Assets are not obfuscated until they are being traced. This way, the functional execution during debug is consistent regardless of the debugger. (2) Reusability: By restricting access at the asset granularity and automating asset filtering at runtime, our approach can consider all use cases of an asset based on its access policy. Our approach is adaptable for different SoC products, as the integrator simply needs to update the tag LUT to reflect new assets or new access policies. (3) Late variability: Our approach is not limited by new signals added for debug. If a new asset-relevant signal is added, the integrator simply enhances its signal filter with the security features in Figure 11 (b). These enhancements require less than 10× −3 mm 2 and do not impact the debug infrastructure. (4) Self-securability: Our approach does not present new backdoors (see Section 6.1). (5) Architecture: The SDC is a centralized IP for security and can be efficiently validated. In addition, it incurs negligible area and power overheads, which allows integrators to consider its practicality early in the SoC design phase.

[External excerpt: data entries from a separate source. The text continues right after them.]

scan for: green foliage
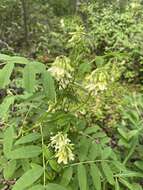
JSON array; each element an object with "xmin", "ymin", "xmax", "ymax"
[
  {"xmin": 12, "ymin": 166, "xmax": 43, "ymax": 190},
  {"xmin": 0, "ymin": 53, "xmax": 142, "ymax": 189},
  {"xmin": 77, "ymin": 164, "xmax": 87, "ymax": 190},
  {"xmin": 0, "ymin": 1, "xmax": 143, "ymax": 190},
  {"xmin": 90, "ymin": 163, "xmax": 101, "ymax": 190}
]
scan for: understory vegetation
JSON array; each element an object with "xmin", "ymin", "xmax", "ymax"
[{"xmin": 0, "ymin": 0, "xmax": 143, "ymax": 190}]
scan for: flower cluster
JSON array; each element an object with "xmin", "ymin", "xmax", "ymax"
[
  {"xmin": 48, "ymin": 66, "xmax": 70, "ymax": 81},
  {"xmin": 50, "ymin": 132, "xmax": 74, "ymax": 164},
  {"xmin": 48, "ymin": 56, "xmax": 73, "ymax": 88},
  {"xmin": 68, "ymin": 25, "xmax": 85, "ymax": 45},
  {"xmin": 85, "ymin": 70, "xmax": 109, "ymax": 95}
]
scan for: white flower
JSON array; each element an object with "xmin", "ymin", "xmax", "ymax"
[
  {"xmin": 85, "ymin": 83, "xmax": 98, "ymax": 95},
  {"xmin": 50, "ymin": 132, "xmax": 71, "ymax": 150},
  {"xmin": 97, "ymin": 82, "xmax": 107, "ymax": 91},
  {"xmin": 55, "ymin": 147, "xmax": 68, "ymax": 164},
  {"xmin": 48, "ymin": 66, "xmax": 66, "ymax": 81},
  {"xmin": 55, "ymin": 146, "xmax": 74, "ymax": 164},
  {"xmin": 85, "ymin": 81, "xmax": 107, "ymax": 94},
  {"xmin": 48, "ymin": 56, "xmax": 73, "ymax": 89},
  {"xmin": 50, "ymin": 132, "xmax": 74, "ymax": 164},
  {"xmin": 85, "ymin": 70, "xmax": 108, "ymax": 94}
]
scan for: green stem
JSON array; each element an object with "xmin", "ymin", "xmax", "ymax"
[
  {"xmin": 64, "ymin": 159, "xmax": 110, "ymax": 168},
  {"xmin": 40, "ymin": 124, "xmax": 46, "ymax": 187},
  {"xmin": 17, "ymin": 106, "xmax": 32, "ymax": 137}
]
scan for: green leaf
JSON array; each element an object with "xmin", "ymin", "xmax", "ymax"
[
  {"xmin": 78, "ymin": 63, "xmax": 91, "ymax": 74},
  {"xmin": 117, "ymin": 128, "xmax": 128, "ymax": 140},
  {"xmin": 0, "ymin": 96, "xmax": 15, "ymax": 119},
  {"xmin": 90, "ymin": 163, "xmax": 101, "ymax": 190},
  {"xmin": 32, "ymin": 61, "xmax": 46, "ymax": 73},
  {"xmin": 41, "ymin": 71, "xmax": 56, "ymax": 101},
  {"xmin": 28, "ymin": 185, "xmax": 44, "ymax": 190},
  {"xmin": 101, "ymin": 162, "xmax": 114, "ymax": 185},
  {"xmin": 119, "ymin": 178, "xmax": 134, "ymax": 190},
  {"xmin": 0, "ymin": 156, "xmax": 7, "ymax": 172},
  {"xmin": 43, "ymin": 145, "xmax": 53, "ymax": 160},
  {"xmin": 123, "ymin": 137, "xmax": 138, "ymax": 165},
  {"xmin": 3, "ymin": 126, "xmax": 15, "ymax": 158},
  {"xmin": 112, "ymin": 161, "xmax": 126, "ymax": 172},
  {"xmin": 15, "ymin": 133, "xmax": 41, "ymax": 145},
  {"xmin": 12, "ymin": 166, "xmax": 43, "ymax": 190},
  {"xmin": 115, "ymin": 179, "xmax": 120, "ymax": 190},
  {"xmin": 78, "ymin": 137, "xmax": 91, "ymax": 161},
  {"xmin": 46, "ymin": 183, "xmax": 67, "ymax": 190},
  {"xmin": 84, "ymin": 125, "xmax": 99, "ymax": 135},
  {"xmin": 128, "ymin": 130, "xmax": 139, "ymax": 140},
  {"xmin": 10, "ymin": 56, "xmax": 29, "ymax": 64},
  {"xmin": 132, "ymin": 183, "xmax": 142, "ymax": 190},
  {"xmin": 3, "ymin": 160, "xmax": 17, "ymax": 180},
  {"xmin": 115, "ymin": 171, "xmax": 143, "ymax": 178},
  {"xmin": 95, "ymin": 56, "xmax": 104, "ymax": 67},
  {"xmin": 101, "ymin": 147, "xmax": 112, "ymax": 159},
  {"xmin": 60, "ymin": 167, "xmax": 73, "ymax": 186},
  {"xmin": 88, "ymin": 143, "xmax": 101, "ymax": 160},
  {"xmin": 0, "ymin": 63, "xmax": 14, "ymax": 88},
  {"xmin": 49, "ymin": 160, "xmax": 60, "ymax": 172},
  {"xmin": 77, "ymin": 164, "xmax": 87, "ymax": 190},
  {"xmin": 21, "ymin": 159, "xmax": 31, "ymax": 172},
  {"xmin": 0, "ymin": 53, "xmax": 11, "ymax": 61},
  {"xmin": 135, "ymin": 161, "xmax": 143, "ymax": 171},
  {"xmin": 10, "ymin": 145, "xmax": 41, "ymax": 159},
  {"xmin": 0, "ymin": 54, "xmax": 29, "ymax": 64},
  {"xmin": 23, "ymin": 63, "xmax": 36, "ymax": 93},
  {"xmin": 71, "ymin": 175, "xmax": 78, "ymax": 190},
  {"xmin": 23, "ymin": 61, "xmax": 46, "ymax": 93},
  {"xmin": 66, "ymin": 186, "xmax": 73, "ymax": 190}
]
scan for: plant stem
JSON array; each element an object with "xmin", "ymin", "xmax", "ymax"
[
  {"xmin": 17, "ymin": 106, "xmax": 32, "ymax": 137},
  {"xmin": 65, "ymin": 159, "xmax": 110, "ymax": 168},
  {"xmin": 40, "ymin": 124, "xmax": 46, "ymax": 187}
]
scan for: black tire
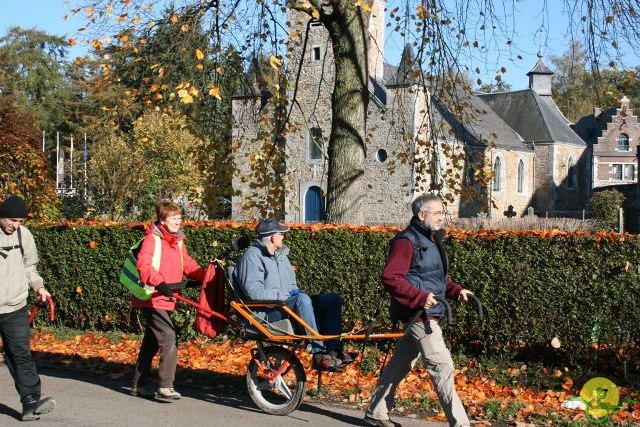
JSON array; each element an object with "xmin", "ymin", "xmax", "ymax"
[{"xmin": 246, "ymin": 346, "xmax": 307, "ymax": 415}]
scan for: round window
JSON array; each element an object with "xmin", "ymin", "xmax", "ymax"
[{"xmin": 376, "ymin": 149, "xmax": 388, "ymax": 163}]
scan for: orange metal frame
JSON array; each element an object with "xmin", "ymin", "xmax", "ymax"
[{"xmin": 229, "ymin": 300, "xmax": 405, "ymax": 343}]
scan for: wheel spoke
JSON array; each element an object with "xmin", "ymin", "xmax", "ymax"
[
  {"xmin": 273, "ymin": 375, "xmax": 293, "ymax": 399},
  {"xmin": 255, "ymin": 379, "xmax": 272, "ymax": 391}
]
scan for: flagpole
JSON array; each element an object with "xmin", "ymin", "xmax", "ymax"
[
  {"xmin": 84, "ymin": 133, "xmax": 88, "ymax": 201},
  {"xmin": 55, "ymin": 132, "xmax": 60, "ymax": 191},
  {"xmin": 70, "ymin": 135, "xmax": 74, "ymax": 189}
]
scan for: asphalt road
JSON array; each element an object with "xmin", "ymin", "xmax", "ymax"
[{"xmin": 0, "ymin": 363, "xmax": 447, "ymax": 426}]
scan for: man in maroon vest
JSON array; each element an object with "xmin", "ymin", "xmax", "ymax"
[{"xmin": 365, "ymin": 193, "xmax": 473, "ymax": 427}]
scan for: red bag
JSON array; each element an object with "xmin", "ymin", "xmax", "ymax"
[{"xmin": 194, "ymin": 263, "xmax": 227, "ymax": 338}]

Compatibility of Approach with Other Debug Infrastructures
Although we use the ARM CoreSight debug infrastructure for illustration, our proposed security features can be adapted for other infrastructures. This is because our features do not rely on inherent characteristics of the ARM CoreSight or ARM architecture (e.g., AMBA fabric) to provide security. More specifically, the debugger authentication module can be adapted to any JTAG or debug access port; based on the generic description in Section 4.3, the SDC can be implemented for different system fabric protocols to allow dynamic monitoring of assets; and the modifications to the signal filters for asset obfuscation are negligible (Muxes and tag ID register) and can be adapted to any hardware components that perform such trace filtering.
Unmonitored Assets
Our tagging approach relies on the addresses of assets in memory. As a result, our enhanced debug infrastructure can only secure memory-mapped assets such as data and firmware stored in nonvolatile memory and memory-mapped registers. Assets that are not memory mapped cannot be protected by our approach.
CONCLUDING REMARKS
The backdoor exposed by trace-based debugging is a critical security vulnerability because (1) untrusted debuggers can access the trace-based debug infrastructure, (2) attacks that leverage debug tracesdo not require side-channel analysis or in-depth knowledge of the SoC, and (3) adversaries can launch such attacks at different stages of the SoC life cycle. We present a secure trace-based debugging infrastructure to shut this backdoor. We add practical security features to enforce the confidentiality of assets in real time and without impacting the debugging process. Our FPGA prototype confirms the functional correctness of our design and implementation, and our ASIC evaluations show that the security enhancements incur 5% area and power overheads.